– Intelligence employees, current and past, barred from citing news leaks (Ars Technica, May 9, 2014):
Order comes amid steady stream of disclosures from NSA whistleblower Edward Snowden
The Obama administration is barring current employees and contractors, as well as former workers at the Office of the Director of National Intelligence from addressing leaked media material.
The revelation of the edict, first disclosed by Secrecy News, means that those working for the agency that supervises the nation’s 17 spy organizations cannot mention any leaked material in speeches, opinion pieces, research papers, or books. It does not even matter whether the material is classified, according to the edict from the office run by James Clapper, the director of national intelligence.
Citing leaked material is prohibited, according to the new “pre-publication review policy,” (PDF) because it “can confirm the validity of an unauthorized disclosure and cause further harm to national security.”
The gag order comes amid repeated media disclosures based on leaked documents from National Security Agency whistleblower Edward Snowden.
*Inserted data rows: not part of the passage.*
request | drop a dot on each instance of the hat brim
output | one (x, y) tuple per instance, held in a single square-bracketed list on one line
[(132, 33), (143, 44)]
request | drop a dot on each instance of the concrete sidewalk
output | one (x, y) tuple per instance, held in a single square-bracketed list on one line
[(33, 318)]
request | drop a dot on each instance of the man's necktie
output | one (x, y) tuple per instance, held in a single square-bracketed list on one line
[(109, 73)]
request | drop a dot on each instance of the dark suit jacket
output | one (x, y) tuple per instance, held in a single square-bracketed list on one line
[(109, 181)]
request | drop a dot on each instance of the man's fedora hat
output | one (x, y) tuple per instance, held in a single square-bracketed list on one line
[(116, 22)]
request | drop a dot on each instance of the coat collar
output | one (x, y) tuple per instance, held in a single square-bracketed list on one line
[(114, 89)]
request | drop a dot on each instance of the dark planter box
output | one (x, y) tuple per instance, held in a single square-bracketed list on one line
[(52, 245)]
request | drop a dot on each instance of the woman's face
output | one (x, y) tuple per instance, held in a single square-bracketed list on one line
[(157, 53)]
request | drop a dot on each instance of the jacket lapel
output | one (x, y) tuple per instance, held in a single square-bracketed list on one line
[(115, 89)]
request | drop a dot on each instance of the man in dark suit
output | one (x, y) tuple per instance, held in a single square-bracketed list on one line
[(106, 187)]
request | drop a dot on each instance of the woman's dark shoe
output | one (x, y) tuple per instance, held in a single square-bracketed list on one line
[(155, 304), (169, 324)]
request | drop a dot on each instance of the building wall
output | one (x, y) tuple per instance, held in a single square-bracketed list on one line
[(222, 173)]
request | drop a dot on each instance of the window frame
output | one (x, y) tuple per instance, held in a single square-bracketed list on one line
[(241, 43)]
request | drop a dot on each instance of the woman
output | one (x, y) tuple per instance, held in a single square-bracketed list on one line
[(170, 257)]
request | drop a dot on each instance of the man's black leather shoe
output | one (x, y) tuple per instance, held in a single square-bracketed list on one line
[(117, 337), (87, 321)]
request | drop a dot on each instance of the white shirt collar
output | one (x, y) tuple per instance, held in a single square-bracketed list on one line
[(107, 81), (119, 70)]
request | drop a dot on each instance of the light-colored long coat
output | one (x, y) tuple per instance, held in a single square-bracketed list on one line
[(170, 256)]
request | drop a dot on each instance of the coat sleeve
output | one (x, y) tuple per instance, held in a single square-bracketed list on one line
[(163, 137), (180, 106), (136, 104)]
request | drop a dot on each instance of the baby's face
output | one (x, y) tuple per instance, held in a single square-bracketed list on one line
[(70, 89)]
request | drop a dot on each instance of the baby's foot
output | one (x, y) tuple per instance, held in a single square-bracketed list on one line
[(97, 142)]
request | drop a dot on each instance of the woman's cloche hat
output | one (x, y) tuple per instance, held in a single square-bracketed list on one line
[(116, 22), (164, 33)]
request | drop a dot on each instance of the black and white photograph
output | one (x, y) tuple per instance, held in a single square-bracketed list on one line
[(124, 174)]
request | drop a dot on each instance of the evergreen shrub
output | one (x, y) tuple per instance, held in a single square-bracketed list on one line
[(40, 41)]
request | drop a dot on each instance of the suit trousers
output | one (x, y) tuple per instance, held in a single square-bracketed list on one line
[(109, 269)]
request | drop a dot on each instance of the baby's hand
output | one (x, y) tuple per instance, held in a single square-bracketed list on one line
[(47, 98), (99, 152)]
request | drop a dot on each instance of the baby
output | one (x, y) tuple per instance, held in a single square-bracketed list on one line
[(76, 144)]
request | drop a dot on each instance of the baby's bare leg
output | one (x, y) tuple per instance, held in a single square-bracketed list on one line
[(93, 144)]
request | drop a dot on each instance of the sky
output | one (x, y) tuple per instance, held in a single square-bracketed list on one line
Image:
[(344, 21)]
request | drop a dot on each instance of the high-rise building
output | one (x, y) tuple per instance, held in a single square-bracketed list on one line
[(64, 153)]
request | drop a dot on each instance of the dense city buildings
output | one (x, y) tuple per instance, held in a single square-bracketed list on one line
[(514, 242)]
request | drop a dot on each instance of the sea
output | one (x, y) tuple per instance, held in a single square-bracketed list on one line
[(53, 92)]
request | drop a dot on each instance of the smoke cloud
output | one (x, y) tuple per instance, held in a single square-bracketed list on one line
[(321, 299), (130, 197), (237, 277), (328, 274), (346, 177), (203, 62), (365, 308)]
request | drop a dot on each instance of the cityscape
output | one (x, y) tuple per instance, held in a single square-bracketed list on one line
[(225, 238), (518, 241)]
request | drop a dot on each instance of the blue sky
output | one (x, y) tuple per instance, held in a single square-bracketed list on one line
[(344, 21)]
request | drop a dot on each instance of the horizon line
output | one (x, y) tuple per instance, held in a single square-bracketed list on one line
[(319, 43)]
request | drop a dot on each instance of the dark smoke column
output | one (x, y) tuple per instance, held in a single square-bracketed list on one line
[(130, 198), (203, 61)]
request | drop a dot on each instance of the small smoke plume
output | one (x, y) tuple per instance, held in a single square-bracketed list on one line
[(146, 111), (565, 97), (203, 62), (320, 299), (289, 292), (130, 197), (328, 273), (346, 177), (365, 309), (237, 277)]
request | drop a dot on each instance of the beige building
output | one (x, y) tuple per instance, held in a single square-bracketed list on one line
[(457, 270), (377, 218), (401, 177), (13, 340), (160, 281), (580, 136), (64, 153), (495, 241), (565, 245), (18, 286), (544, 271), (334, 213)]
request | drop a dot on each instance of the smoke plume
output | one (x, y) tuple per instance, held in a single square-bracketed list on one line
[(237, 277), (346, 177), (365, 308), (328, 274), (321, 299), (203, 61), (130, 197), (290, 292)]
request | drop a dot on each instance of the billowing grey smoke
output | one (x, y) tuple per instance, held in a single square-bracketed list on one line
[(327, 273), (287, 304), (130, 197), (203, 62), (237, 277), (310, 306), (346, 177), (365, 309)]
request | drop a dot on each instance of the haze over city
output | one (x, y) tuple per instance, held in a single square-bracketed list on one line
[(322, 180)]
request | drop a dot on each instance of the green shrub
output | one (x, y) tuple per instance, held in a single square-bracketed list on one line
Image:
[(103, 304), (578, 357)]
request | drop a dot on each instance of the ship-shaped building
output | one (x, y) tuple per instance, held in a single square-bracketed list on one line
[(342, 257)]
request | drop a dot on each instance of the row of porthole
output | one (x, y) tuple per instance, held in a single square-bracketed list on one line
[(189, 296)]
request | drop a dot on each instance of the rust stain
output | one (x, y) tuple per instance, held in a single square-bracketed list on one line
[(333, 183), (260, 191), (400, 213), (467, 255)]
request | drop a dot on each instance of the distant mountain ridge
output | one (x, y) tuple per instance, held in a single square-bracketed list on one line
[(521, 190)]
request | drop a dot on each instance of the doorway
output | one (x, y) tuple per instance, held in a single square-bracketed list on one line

Steven Aftergood, an analyst with the Federation of American Scientists who directs the federation’s Project on Government Secrecy, said in a telephone interview that the new policy even means that “if you’re an intelligence officer, you’re not supposed to discuss what is in the paper with your wife or neighbor if it’s based on a leak.”
The move follows another Clapper directive (PDF) in March requiring members of the nation’s 17 spy agencies to obtain approval to speak to reporters, even about non-classified information.
The latest policy is more strict than one already requiring intelligence employees, present and past, to get pre-publication approval of books.
Aftergood noted that the old policy was to ensure that classified material would not be exposed.
“This new instruction is somewhat surprising. It says the purpose is to prevent unauthorized disclosure of information, any information related to intelligence. This blurs the distinction between classified and non-classified information,” he said.
A spokesman for Clapper said “each case is unique and officials work with ODNI personnel to allow for as much public release as possible.”